There are things I want to say about verses 157 and 158, but maybe that will be for another post. This one is long enough and it's just one sura!
166. When in their insolence they transgressed (all) prohibitions, We said to them: "Be ye apes, despised and rejected."
168. We broke them up into sections on this earth. There are among them some that are the righteous, and some that are the opposite. We have tried them with both prosperity and adversity: In order that they might turn (to us).
I think this was talking about the Jews. First the reference to turning them into apes was peculiar. But the part in verse 168 I can see since the Jews were scattered throughout the world for hundreds of years. Yet they always kept their longing for their homeland and seemed to have passed this yearning from generation to generation much as the Palestinians of today do with their own children.
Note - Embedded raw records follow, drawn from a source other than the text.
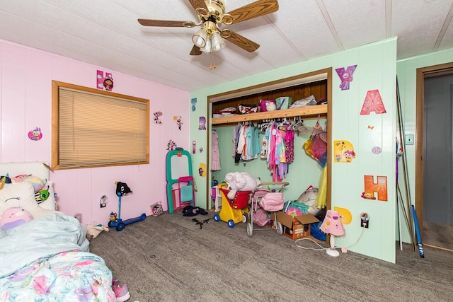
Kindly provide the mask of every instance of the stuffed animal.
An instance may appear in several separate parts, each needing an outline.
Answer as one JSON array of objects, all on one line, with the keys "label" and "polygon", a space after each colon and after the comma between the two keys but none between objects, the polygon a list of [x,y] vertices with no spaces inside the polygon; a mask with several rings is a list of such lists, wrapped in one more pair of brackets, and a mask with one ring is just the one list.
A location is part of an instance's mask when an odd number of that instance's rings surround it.
[{"label": "stuffed animal", "polygon": [[47,200],[50,196],[50,193],[49,192],[49,187],[42,188],[38,193],[35,193],[35,199],[36,199],[36,202],[40,204],[42,202],[45,202]]},{"label": "stuffed animal", "polygon": [[253,191],[261,182],[246,172],[232,172],[226,173],[225,182],[230,190],[227,197],[233,199],[238,191]]},{"label": "stuffed animal", "polygon": [[9,230],[33,219],[33,216],[21,207],[6,209],[0,217],[0,228]]},{"label": "stuffed animal", "polygon": [[98,237],[98,235],[103,231],[108,232],[108,228],[102,223],[98,223],[93,222],[93,224],[86,225],[86,238],[88,239],[93,239]]},{"label": "stuffed animal", "polygon": [[321,209],[319,209],[315,202],[318,197],[318,188],[309,186],[297,199],[297,202],[303,203],[309,206],[309,213],[316,216]]},{"label": "stuffed animal", "polygon": [[117,196],[122,196],[132,192],[132,190],[130,190],[130,187],[129,187],[126,182],[118,181],[115,183],[116,183],[116,194]]},{"label": "stuffed animal", "polygon": [[22,178],[22,181],[28,181],[31,182],[35,189],[35,193],[40,192],[41,189],[45,185],[47,182],[46,179],[41,179],[38,176],[30,175]]}]

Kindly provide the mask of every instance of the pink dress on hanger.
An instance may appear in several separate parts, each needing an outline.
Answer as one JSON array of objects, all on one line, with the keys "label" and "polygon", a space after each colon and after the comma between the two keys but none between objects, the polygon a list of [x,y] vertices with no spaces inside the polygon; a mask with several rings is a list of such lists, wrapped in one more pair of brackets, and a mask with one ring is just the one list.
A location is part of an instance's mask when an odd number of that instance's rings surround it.
[{"label": "pink dress on hanger", "polygon": [[220,170],[220,151],[219,150],[219,135],[215,130],[211,131],[211,170]]}]

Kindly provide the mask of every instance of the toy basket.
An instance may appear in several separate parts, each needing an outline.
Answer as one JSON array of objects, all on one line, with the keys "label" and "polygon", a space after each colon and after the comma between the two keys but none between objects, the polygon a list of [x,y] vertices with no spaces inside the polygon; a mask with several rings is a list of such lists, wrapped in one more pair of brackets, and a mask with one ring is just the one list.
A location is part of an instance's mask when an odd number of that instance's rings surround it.
[{"label": "toy basket", "polygon": [[234,198],[230,199],[227,197],[228,193],[229,192],[229,190],[222,187],[219,190],[224,192],[224,194],[226,197],[226,199],[228,199],[229,205],[233,209],[244,209],[248,206],[248,197],[250,195],[250,193],[251,193],[251,191],[237,192],[236,193],[236,195],[234,195]]}]

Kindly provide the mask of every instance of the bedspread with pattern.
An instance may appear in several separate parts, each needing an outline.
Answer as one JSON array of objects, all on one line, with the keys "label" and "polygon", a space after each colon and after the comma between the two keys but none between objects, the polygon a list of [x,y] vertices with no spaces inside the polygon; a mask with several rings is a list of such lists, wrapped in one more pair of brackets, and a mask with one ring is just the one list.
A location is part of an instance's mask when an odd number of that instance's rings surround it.
[{"label": "bedspread with pattern", "polygon": [[57,214],[0,230],[0,302],[115,301],[112,272],[85,239]]}]

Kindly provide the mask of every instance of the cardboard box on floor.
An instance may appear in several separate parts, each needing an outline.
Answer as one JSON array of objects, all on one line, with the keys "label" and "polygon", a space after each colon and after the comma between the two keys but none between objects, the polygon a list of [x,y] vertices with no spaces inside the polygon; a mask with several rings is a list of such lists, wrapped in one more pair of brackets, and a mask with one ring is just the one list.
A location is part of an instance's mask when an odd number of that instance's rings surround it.
[{"label": "cardboard box on floor", "polygon": [[291,239],[299,239],[310,236],[310,223],[319,221],[311,214],[293,217],[287,214],[277,212],[277,221],[283,226],[283,235]]}]

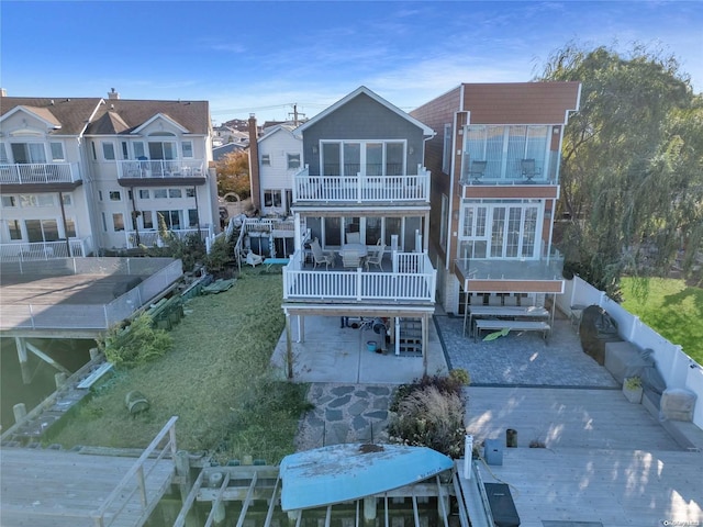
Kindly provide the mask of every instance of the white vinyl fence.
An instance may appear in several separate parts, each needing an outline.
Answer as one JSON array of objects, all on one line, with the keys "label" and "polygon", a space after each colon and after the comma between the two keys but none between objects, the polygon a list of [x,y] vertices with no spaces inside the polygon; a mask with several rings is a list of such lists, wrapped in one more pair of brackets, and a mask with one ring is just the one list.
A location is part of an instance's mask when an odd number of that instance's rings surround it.
[{"label": "white vinyl fence", "polygon": [[[574,305],[598,305],[605,310],[615,322],[617,332],[639,349],[652,349],[657,368],[667,383],[667,388],[684,388],[695,393],[696,404],[693,423],[703,428],[703,367],[689,357],[681,346],[671,344],[652,328],[644,324],[603,291],[599,291],[579,277],[566,280],[565,293],[557,295],[557,306],[570,314]],[[701,343],[703,346],[703,343]]]}]

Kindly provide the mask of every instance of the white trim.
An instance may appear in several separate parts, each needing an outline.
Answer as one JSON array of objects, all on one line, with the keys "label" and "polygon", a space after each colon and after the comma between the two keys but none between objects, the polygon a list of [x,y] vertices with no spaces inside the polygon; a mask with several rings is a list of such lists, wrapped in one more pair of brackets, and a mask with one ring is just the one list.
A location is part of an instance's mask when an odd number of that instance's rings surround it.
[{"label": "white trim", "polygon": [[428,135],[428,136],[434,136],[435,135],[435,132],[429,126],[421,123],[420,121],[417,121],[412,115],[409,115],[408,113],[403,112],[401,109],[399,109],[398,106],[391,104],[386,99],[383,99],[380,96],[378,96],[377,93],[373,93],[371,90],[369,90],[365,86],[358,87],[352,93],[349,93],[348,96],[344,97],[343,99],[339,99],[337,102],[335,102],[331,106],[328,106],[325,110],[323,110],[322,112],[320,112],[317,115],[312,117],[310,121],[306,121],[305,123],[303,123],[300,126],[298,126],[295,128],[294,134],[297,136],[302,136],[302,132],[304,132],[310,126],[312,126],[313,124],[317,123],[319,121],[322,121],[323,119],[325,119],[331,113],[337,111],[339,108],[345,105],[347,102],[352,101],[353,99],[356,99],[361,93],[370,97],[371,99],[373,99],[379,104],[381,104],[381,105],[386,106],[387,109],[389,109],[391,112],[398,114],[399,116],[403,117],[408,122],[414,124],[415,126],[417,126],[419,128],[421,128],[423,131],[424,135]]}]

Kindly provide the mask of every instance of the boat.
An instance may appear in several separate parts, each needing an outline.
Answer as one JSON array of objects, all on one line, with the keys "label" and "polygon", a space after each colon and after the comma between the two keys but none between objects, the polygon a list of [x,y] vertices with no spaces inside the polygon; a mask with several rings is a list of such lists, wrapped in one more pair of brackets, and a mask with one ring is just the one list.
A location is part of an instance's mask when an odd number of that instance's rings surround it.
[{"label": "boat", "polygon": [[283,458],[281,508],[315,508],[419,483],[454,468],[427,447],[344,444]]}]

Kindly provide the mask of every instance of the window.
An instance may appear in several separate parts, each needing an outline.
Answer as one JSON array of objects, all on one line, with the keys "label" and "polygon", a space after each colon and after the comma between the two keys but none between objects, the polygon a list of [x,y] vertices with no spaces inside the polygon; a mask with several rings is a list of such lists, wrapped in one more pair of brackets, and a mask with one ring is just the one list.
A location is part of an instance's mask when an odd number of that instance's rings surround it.
[{"label": "window", "polygon": [[142,225],[144,225],[144,228],[154,228],[154,215],[152,211],[142,211]]},{"label": "window", "polygon": [[72,217],[66,218],[66,237],[67,238],[76,237],[76,222],[74,222]]},{"label": "window", "polygon": [[105,161],[114,161],[114,145],[112,143],[102,144],[102,157]]},{"label": "window", "polygon": [[146,155],[144,154],[144,143],[142,143],[141,141],[137,143],[134,143],[134,145],[132,145],[132,149],[134,152],[135,159],[140,159],[140,158],[146,159]]},{"label": "window", "polygon": [[64,145],[62,143],[49,143],[52,148],[52,161],[65,161]]},{"label": "window", "polygon": [[444,152],[442,155],[442,171],[449,173],[451,170],[451,125],[444,125]]},{"label": "window", "polygon": [[405,143],[388,142],[323,142],[322,171],[324,176],[354,177],[402,176],[405,173]]},{"label": "window", "polygon": [[19,220],[8,220],[8,227],[10,228],[10,239],[22,239],[22,229]]},{"label": "window", "polygon": [[14,162],[46,162],[44,145],[41,143],[12,143],[10,148]]},{"label": "window", "polygon": [[164,218],[167,228],[180,228],[180,211],[158,211],[158,215]]},{"label": "window", "polygon": [[20,206],[54,206],[53,194],[20,194]]},{"label": "window", "polygon": [[56,220],[25,220],[27,240],[33,244],[37,242],[56,242],[58,239],[58,223]]},{"label": "window", "polygon": [[121,212],[112,214],[112,226],[115,233],[124,231],[124,214]]},{"label": "window", "polygon": [[281,206],[282,203],[280,190],[264,190],[264,206]]},{"label": "window", "polygon": [[544,203],[465,204],[459,229],[460,258],[537,258],[537,225]]},{"label": "window", "polygon": [[288,169],[300,168],[300,154],[288,154]]}]

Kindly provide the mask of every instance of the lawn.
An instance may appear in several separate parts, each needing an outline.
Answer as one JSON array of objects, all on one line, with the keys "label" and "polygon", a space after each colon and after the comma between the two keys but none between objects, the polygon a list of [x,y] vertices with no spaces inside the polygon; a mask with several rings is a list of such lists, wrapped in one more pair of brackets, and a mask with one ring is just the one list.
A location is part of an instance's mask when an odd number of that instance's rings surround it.
[{"label": "lawn", "polygon": [[633,279],[623,279],[623,307],[703,365],[703,289],[683,280],[652,278],[646,294],[636,294]]},{"label": "lawn", "polygon": [[[144,448],[178,415],[179,449],[277,463],[294,451],[308,389],[269,369],[284,325],[281,291],[280,274],[249,271],[226,292],[192,299],[165,357],[107,379],[49,440],[65,448]],[[147,412],[129,415],[132,390],[149,401]]]}]

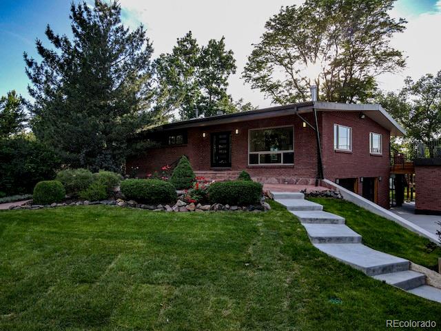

204. When the Qur'an is read, listen to it with attention, and hold your peace: that ye may receive Mercy.
205. And do thou (O reader!) Bring thy Lord to remembrance in thy (very) soul, with humility and in reverence, without loudness in words, in the mornings and evenings; and be not thou of those who are unheedful.
206. Those who are near to thy Lord, disdain not to do Him worship: They celebrate His praises, and bow down before Him.
These are quite lovely verses especially bringing the Lord into remembrance and celebrating His praises. And see bowing down before God as noted here causes me no problems. This is what I expect...not the bowing down to man (Adam) as mentioned above.
"Oh come, let us worship and bow down; let us kneel before the LORD, our Maker!" - Psalm 95:6
This is what I am used to! :)
Today I borrowed an English translation of the Quran from the public library. It's a more contemporary version by Ahmed Ali. I plan to read sura 8 from it next.